Additionally, the research house said the company had “booked” itself a ticket to ride on the next infrastructure/property boom in Penang via its project delivery partner role in the Penang Transport Master Plan.
“We maintain our ‘buy’ call, forecasts and sum-of-parts based fair value of RM5.96, which values Gamuda’s construction business at 16 times 2018 net profit, in line with our benchmark one-year forward price-to-earnings ratio of 14 to 16 times for large-cap construction stocks.”
AllianceDBS Research, which has similar views on the company, has raised the earnings outlook. “We raised our earnings to factor in stronger wins over the next two years.
“However, we anticipate that there would likely be a lag effect before more meaningful earnings contribution, as land acquisition and actual mobilisation of machinery could be slower than expected for a project like the ECRL.
Gamuda saw its net profit jump 11.9% to RM170.9mil, while revenue was up 79.6% to RM839.4mil for the third quarter ended April 30, 2017.”
The company attributed the increase in revenue and profit mainly to the higher work progress of the underground and elevated works of the Klang Valley MRT Line 2.
Year-to-date, the company’s net profit is up 5.3% to RM499.34mil, while revenue is up 45.8% to RM2.2bil.
MIDF Research said Gamuda’s nine-month results lagged its forecasts, as it had assigned a higher construction progress billings rate for the cumulative period.
“We believe the 2017 results will even out the differences.”
UOB Kay Hian Research, meanwhile, said the company’s earnings were within expectations.
“We deem the results in line as we expect earnings for subsequent quarters to continue to show positive growth momentum, driven by the MRT Line 2 construction works.
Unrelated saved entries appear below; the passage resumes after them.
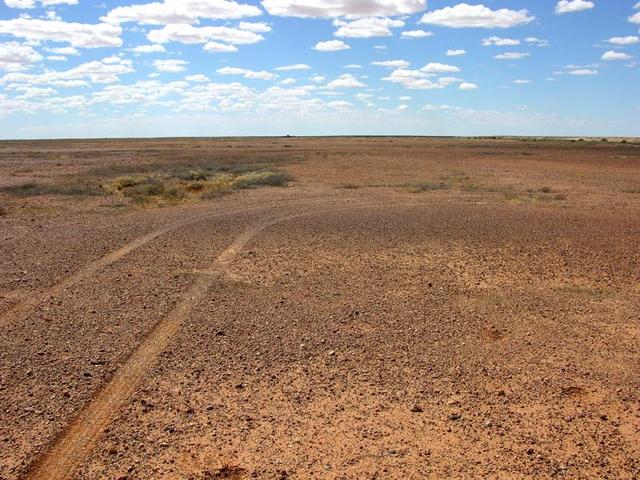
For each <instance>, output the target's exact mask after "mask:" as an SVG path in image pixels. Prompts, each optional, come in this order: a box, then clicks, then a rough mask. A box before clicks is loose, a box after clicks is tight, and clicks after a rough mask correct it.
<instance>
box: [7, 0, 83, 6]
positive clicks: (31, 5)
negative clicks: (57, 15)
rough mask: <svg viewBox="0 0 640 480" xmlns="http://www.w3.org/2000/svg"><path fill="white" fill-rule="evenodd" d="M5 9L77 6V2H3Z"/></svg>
mask: <svg viewBox="0 0 640 480" xmlns="http://www.w3.org/2000/svg"><path fill="white" fill-rule="evenodd" d="M4 3H6V4H7V7H11V8H35V6H36V4H40V5H41V6H43V7H52V6H54V5H77V4H78V0H37V1H36V0H5V2H4Z"/></svg>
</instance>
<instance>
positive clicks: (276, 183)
mask: <svg viewBox="0 0 640 480" xmlns="http://www.w3.org/2000/svg"><path fill="white" fill-rule="evenodd" d="M290 181H291V176H290V175H289V174H288V173H284V172H251V173H245V174H242V175H238V176H237V177H236V178H235V179H234V181H233V186H234V188H239V189H245V188H256V187H265V186H268V187H286V186H287V185H288V184H289V182H290Z"/></svg>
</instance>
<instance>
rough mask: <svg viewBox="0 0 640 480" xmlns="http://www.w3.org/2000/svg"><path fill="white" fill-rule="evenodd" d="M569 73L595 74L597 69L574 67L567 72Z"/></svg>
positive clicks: (586, 74) (594, 74) (584, 75)
mask: <svg viewBox="0 0 640 480" xmlns="http://www.w3.org/2000/svg"><path fill="white" fill-rule="evenodd" d="M567 73H568V74H569V75H577V76H585V75H597V74H598V71H597V70H594V69H592V68H576V69H573V70H569V71H568V72H567Z"/></svg>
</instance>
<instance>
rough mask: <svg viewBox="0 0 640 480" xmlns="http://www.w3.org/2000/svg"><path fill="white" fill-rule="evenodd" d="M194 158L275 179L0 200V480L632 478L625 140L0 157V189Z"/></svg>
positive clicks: (629, 212)
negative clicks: (224, 184) (196, 190)
mask: <svg viewBox="0 0 640 480" xmlns="http://www.w3.org/2000/svg"><path fill="white" fill-rule="evenodd" d="M199 157H207V158H209V157H210V158H212V159H216V160H219V161H225V162H230V163H232V164H233V163H234V162H235V163H247V162H255V161H263V160H264V161H268V162H275V163H277V164H278V166H279V167H280V168H281V169H284V170H286V171H288V172H290V173H291V174H292V175H293V176H294V178H295V181H294V183H293V184H291V185H290V186H289V187H287V188H272V187H270V188H261V189H256V190H250V191H242V192H239V193H234V194H231V195H226V196H223V197H220V198H218V199H215V200H212V201H208V202H202V203H193V202H187V203H183V204H177V205H173V206H167V207H164V208H140V207H135V206H133V205H129V204H128V203H126V202H125V203H124V204H123V200H122V199H116V198H112V197H87V198H85V197H76V198H71V197H61V196H50V195H48V196H38V197H24V198H23V197H15V196H13V195H12V194H10V193H7V192H5V193H0V207H4V208H5V209H6V210H7V211H8V215H4V216H0V251H1V252H2V255H1V256H0V272H2V276H1V278H2V281H1V282H0V333H1V335H0V405H2V408H1V409H0V446H1V448H0V478H2V479H10V480H14V479H18V478H47V479H67V478H69V479H71V478H79V479H80V478H81V479H98V478H122V479H124V478H127V479H137V478H141V479H142V478H172V479H173V478H176V479H196V478H201V479H221V478H236V479H242V478H265V479H272V478H301V479H306V478H323V479H324V478H326V479H348V478H353V479H361V478H379V479H424V478H434V479H440V478H509V479H511V478H514V479H520V478H536V479H537V478H611V479H634V478H638V477H639V476H640V460H639V459H640V447H639V445H640V393H639V392H640V388H639V387H640V381H639V380H638V379H640V355H639V354H640V248H639V247H640V236H639V235H640V194H639V193H634V192H638V191H640V147H639V146H637V145H634V144H616V143H608V144H605V143H597V144H589V143H585V142H579V143H578V142H575V143H571V142H563V141H532V140H529V141H525V140H504V139H502V140H500V139H497V140H490V139H481V140H463V139H418V138H416V139H402V138H397V139H392V138H354V139H348V138H345V139H289V138H288V139H220V140H204V139H185V140H154V141H95V142H91V141H87V142H4V143H0V175H1V176H2V178H3V181H2V185H5V184H6V185H17V184H19V183H21V182H25V181H40V182H53V183H55V182H57V181H60V180H61V179H63V180H64V179H68V178H71V177H73V178H84V176H86V175H89V172H90V171H91V169H95V168H97V167H101V168H104V167H105V166H122V165H131V164H135V163H136V162H139V161H149V160H151V159H152V160H154V161H155V160H164V161H166V160H167V159H169V160H171V161H175V162H176V163H180V162H187V161H191V160H192V159H194V158H199ZM18 178H19V179H20V180H16V179H18ZM5 179H8V180H6V181H5ZM421 182H424V183H425V184H426V186H424V187H423V189H424V190H425V191H422V192H420V193H413V192H415V191H416V190H419V189H416V184H417V183H421ZM441 183H442V184H443V185H444V187H443V188H435V187H434V186H436V185H440V184H441ZM545 187H547V188H545ZM434 188H435V189H434Z"/></svg>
“We raise our net profit estimates for 2018 and 2019 by 4.6% and 7.8%, respectively, after assuming a higher yearly order book replenishment of RM5bil per annum.”
The research house said its assumptions were on the conservative side, as Gamuda’s order book is still 50% lower than management’s target of RM10bil per annum.
“Assuming the group manages to clinch RM10bil worth of new jobs per annum, our earnings would rise a further 4.4% and 8.1% for 2018 and 2019, respectively,” said UOBKayHian Research. Gamuda shares closed up three sen to RM5.48.